For example, a server that is hosting 10 applications in 10 virtual machines would have 10 copies of the OS running in each VM. In a containerized model without virtual machines, those 10 applications could all –theoretically – share a single version of the OS. Rogers and Lyman say this create double-digit percentage resource savings of server processing using containers versus VMs. “Operating system virtualization does a better job of consolidation than hardware virtualization, simply because there is less duplication and therefore less resource consumption,” the researchers found. Having fewer operating systems yields other benefits. For example management is less cumbersome because there are fewer OS security updates.
So should containers replace all VMs?
VMs aren’t going away
Virtual machines still have an important place in enterprise technology, Rogers and Lyman say. “Anytime new technology comes along, it’s not as simple as flipping a switch and start seeing savings,” says Sushil Kumar, CMO at container-based software defined infrastructure startup Robin Systems. Kumar notes that when virtualization was first gaining traction in the early 2000s, it was first implemented in test and development environments. Even today, Kumar says some applications like virtual desktops and enterprise applications like SharePoint run just fine in virtual machines and benefit from having hypervisor isolation of VMs.

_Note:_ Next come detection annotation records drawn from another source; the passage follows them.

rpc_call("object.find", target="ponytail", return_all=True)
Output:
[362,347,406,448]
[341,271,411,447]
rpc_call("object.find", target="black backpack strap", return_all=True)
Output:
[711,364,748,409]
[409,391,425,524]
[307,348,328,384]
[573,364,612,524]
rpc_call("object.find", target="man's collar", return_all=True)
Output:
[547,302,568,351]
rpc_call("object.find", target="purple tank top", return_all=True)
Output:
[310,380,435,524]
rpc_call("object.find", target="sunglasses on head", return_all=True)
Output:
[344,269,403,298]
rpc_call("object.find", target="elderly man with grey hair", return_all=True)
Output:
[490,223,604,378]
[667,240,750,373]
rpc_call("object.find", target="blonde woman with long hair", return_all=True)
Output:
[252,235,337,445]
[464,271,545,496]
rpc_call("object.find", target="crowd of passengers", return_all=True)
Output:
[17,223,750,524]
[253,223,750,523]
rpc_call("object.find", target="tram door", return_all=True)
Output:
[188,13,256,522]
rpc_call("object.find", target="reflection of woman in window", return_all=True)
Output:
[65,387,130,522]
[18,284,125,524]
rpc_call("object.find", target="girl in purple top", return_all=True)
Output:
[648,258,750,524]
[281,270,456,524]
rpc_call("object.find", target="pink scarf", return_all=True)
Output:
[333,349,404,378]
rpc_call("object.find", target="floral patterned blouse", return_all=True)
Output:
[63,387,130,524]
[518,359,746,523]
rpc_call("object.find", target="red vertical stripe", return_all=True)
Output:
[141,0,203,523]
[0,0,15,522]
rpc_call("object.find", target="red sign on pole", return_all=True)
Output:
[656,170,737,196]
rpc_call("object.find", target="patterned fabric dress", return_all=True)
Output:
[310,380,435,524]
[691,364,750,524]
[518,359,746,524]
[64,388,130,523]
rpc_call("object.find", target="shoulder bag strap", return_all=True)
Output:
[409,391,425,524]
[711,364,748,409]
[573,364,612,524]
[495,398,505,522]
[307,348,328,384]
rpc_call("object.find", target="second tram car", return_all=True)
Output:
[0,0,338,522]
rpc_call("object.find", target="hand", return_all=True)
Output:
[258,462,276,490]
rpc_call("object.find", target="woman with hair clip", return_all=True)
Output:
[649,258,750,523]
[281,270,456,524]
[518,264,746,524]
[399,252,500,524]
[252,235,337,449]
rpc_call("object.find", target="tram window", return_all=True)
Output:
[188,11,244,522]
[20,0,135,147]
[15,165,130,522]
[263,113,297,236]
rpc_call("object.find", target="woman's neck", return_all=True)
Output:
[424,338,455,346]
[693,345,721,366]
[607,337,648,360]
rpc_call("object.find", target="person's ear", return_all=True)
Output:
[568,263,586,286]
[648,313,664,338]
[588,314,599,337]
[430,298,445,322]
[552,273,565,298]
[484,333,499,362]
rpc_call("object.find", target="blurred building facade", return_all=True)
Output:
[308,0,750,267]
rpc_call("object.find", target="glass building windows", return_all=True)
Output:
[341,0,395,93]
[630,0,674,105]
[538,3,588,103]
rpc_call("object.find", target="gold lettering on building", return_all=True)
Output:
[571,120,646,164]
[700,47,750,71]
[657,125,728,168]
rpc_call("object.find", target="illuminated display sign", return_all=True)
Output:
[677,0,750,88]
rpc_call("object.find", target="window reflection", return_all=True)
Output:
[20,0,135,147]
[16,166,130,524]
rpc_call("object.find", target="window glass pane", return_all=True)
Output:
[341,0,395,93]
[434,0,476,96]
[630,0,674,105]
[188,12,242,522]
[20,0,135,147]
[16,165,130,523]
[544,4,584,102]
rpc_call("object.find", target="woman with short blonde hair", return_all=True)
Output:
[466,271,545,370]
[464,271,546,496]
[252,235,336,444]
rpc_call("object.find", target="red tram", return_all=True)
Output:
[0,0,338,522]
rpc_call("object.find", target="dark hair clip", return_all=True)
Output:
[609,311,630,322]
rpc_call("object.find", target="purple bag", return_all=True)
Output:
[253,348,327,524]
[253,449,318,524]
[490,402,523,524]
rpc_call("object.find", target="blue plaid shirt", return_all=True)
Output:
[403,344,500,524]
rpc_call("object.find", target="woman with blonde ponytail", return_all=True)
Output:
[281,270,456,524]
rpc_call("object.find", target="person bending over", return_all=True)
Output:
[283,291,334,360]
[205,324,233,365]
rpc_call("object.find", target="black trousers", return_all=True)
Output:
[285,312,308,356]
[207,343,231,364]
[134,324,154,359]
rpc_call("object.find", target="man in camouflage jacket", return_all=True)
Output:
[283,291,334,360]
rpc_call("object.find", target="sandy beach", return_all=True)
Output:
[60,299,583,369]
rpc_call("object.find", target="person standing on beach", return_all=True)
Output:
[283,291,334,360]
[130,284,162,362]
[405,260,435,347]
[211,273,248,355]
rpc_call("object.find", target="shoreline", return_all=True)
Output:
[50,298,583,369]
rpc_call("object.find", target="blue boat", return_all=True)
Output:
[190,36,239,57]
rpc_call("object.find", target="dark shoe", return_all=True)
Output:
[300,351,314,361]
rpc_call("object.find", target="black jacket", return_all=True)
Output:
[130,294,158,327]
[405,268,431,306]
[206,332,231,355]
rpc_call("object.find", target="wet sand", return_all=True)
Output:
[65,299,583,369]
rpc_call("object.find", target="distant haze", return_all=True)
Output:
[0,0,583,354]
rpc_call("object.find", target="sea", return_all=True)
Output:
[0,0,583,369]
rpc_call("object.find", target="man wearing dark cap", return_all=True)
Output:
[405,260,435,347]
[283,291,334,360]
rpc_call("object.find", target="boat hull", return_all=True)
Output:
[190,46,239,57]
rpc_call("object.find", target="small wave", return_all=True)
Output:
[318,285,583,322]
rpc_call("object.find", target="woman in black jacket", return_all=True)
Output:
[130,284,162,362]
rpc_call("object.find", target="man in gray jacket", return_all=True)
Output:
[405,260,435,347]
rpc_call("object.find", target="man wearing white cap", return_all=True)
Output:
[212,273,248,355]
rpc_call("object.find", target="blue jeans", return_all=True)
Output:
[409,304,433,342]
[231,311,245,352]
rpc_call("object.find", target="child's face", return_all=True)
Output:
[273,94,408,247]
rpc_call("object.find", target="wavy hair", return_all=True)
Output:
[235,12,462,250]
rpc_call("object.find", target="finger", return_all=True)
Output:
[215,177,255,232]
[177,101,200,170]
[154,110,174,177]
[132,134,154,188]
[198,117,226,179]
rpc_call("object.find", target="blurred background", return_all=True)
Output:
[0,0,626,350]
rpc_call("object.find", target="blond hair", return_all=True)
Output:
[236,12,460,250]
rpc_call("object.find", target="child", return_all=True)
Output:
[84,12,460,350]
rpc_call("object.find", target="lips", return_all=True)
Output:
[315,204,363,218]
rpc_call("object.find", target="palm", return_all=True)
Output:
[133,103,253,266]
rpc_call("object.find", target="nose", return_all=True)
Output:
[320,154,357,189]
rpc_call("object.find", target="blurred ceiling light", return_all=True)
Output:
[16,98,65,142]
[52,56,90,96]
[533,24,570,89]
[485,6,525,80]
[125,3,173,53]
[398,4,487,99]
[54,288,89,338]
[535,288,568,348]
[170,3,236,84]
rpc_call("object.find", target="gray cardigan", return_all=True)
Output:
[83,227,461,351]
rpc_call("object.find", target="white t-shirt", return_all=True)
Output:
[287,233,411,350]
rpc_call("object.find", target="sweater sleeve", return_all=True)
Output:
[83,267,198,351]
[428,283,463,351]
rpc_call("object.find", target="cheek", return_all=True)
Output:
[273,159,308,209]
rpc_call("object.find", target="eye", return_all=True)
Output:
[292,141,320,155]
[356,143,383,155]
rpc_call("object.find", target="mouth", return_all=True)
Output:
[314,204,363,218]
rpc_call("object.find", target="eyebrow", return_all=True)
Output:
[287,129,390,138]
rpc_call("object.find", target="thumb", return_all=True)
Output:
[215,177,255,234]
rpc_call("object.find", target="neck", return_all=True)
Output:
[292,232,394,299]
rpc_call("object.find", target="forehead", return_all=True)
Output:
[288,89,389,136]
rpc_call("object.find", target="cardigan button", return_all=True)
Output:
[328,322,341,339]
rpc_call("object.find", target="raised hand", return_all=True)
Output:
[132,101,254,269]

There are other factors to consider beyond cost. Using containers outside of VMs requires the ability to provision and manage bare metal servers, for instance, which could involve some additional cost.
“There are benefits to VMs in more mature security, tooling, management and process, which is why we expect – just as there are still physical machines alongside today’s VMs – there will likely be VMs alongside containers,” Rogers and Lyman write. “Nevertheless, efficiency, scalability and performance factors (including the cost advantage) will undoubtedly mean more disruption to VMs from the advent of containers.”